En effet c’est la société commerciale qui détient la personnalité morale et donc qui est propriétaire des actifs utilisés dans l'entreprise et qui passe les contrats avec les parties prenantes à l'entreprise. Les dirigeants ne sont pas les mandataires des actionnaires ; ils sont mandataires de la société elle-même. Les actionnaires eux sont propriétaires des actions qui ne leur donnent que le droit de participer à des assemblées générales et de voter sur quelques décisions dont la nomination du conseil d’administration et des dirigeants. Si les actionnaires étaient propriétaires ils seraient entièrement responsables de l’entreprise alors que leur responsabilité est limitée à leur investissement.
La théorie de l’agence qui fait croire que les mandataires sociaux sont les agents des actionnaires est donc une escroquerie intellectuelle. C’est elle qui a conduit à la mise en place des stocks options pour garantir l’alignement des décisions des dirigeants sur les intérêts des actionnaires. Les conséquences en sont bien connues : les actionnaires de contrôle ont un pouvoir de décision qui fait porter le poids des risques qu'ils prennent sur d'autres qu'eux. Ils engrangent les bénéfices, mais quand les risques se réalisent, ce ne sont pas eux qui en assument les conséquences. C’est pourquoi dans le monde financiarisé d’aujourd’hui les grandes entreprises construisent leurs profits sur l’externalisation systématique de leurs charges et de leurs risques sociaux et environnementaux par la sous-traitance et la délocalisation.
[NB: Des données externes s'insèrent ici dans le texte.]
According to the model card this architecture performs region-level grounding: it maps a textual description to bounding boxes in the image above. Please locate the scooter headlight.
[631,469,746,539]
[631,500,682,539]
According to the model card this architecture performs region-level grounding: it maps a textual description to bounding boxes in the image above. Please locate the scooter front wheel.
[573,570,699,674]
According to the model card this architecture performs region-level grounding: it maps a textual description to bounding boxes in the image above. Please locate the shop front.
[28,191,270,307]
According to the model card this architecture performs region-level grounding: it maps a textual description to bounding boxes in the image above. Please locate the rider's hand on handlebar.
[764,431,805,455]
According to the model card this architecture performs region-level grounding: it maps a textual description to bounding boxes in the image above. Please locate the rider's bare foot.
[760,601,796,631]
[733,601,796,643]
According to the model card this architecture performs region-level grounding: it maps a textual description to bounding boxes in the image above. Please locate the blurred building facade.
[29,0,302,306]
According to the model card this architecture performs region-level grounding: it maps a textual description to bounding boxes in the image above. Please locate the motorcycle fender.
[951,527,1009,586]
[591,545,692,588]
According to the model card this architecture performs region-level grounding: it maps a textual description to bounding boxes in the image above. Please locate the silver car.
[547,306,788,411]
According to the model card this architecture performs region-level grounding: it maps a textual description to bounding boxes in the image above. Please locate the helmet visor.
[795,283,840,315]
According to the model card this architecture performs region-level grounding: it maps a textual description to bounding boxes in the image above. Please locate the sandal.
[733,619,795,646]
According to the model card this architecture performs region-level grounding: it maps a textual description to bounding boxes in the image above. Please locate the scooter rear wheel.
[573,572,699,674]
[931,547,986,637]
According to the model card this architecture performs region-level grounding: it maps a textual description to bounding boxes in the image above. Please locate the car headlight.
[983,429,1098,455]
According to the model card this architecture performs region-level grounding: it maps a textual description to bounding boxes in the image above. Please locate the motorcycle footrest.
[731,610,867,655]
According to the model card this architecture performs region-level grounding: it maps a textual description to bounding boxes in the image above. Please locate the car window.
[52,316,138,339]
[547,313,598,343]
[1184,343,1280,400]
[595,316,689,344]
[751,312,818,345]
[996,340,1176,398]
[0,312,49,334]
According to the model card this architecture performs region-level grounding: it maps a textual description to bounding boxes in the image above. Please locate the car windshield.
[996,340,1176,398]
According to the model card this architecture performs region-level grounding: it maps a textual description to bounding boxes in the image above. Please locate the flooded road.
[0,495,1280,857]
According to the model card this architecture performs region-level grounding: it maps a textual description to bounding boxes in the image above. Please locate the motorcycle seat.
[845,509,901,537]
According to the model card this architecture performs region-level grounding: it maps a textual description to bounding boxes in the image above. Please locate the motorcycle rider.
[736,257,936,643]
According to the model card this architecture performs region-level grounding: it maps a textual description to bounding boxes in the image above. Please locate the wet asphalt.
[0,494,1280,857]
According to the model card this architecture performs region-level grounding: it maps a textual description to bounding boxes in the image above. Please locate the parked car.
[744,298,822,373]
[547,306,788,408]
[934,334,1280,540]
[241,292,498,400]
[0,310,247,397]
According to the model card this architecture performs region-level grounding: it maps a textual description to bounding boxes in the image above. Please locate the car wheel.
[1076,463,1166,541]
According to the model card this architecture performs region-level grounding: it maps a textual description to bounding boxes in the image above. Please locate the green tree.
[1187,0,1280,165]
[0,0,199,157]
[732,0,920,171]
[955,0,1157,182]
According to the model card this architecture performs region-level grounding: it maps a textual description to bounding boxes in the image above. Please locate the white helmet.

L’enjeu est donc de considérer l’entreprise comme un lieu d’actions et de pouvoirs dont la responsabilité s’étend là ou ses décisions ont un impact. En conséquence les dirigeants d’un groupe sont responsables du fonctionnement de toutes les collectivités humaines du groupe y compris des sous-traitants qui lui sont dépendants ainsi que de toutes les externalités négatives comme toutes les atteintes à l’environnement. Finalement l’entreprise, comme la famille ou les collectivités locales par exemple, est une organisation sociale et personne ne peut être propriétaire d’une organisation sociale.
Les dérives des relations sociales
Le second intervenant, Philippe Reigner, consultant dans un cabinet de conseil aux comités d’entreprises, a complété cette description par les principales évolutions qu’il a constatées ces dernières années dans le cadre de ses interventions. J’en soulignerais trois :
La première est la transformation de la fonction RH, anciennement garante de l’efficacité des ressources humaine dans la paix sociale, qui est devenue le premier supporter des réductions d’effectifs : « embaucher est devenu un gros mot ».
Le second constat est, par la mise en place des outils de pilotage managériaux, le découplage des dirigeants avec la réalité du travail. Dans les groupes ce découplage est aussi le fait des syndicalistes « professionnels » qui ne connaissent plus la réalité du terrain. Cela conduit à des négociations « hors sol » déconnectées de la réalité des salariés.
Le phénomène le plus structurant est la déconnection des lieux de négociation liées aux structures juridiques avec l’organisation réelle des pouvoirs dans l’entreprise : les discussions du CE d’un site de production ou d’une filiale ne servent plus à grand-chose lorsque les décisions stratégiques sont prise au niveau d’une « business unit » qui n’a pas de réalité juridique et donc pas de lieu de négociation…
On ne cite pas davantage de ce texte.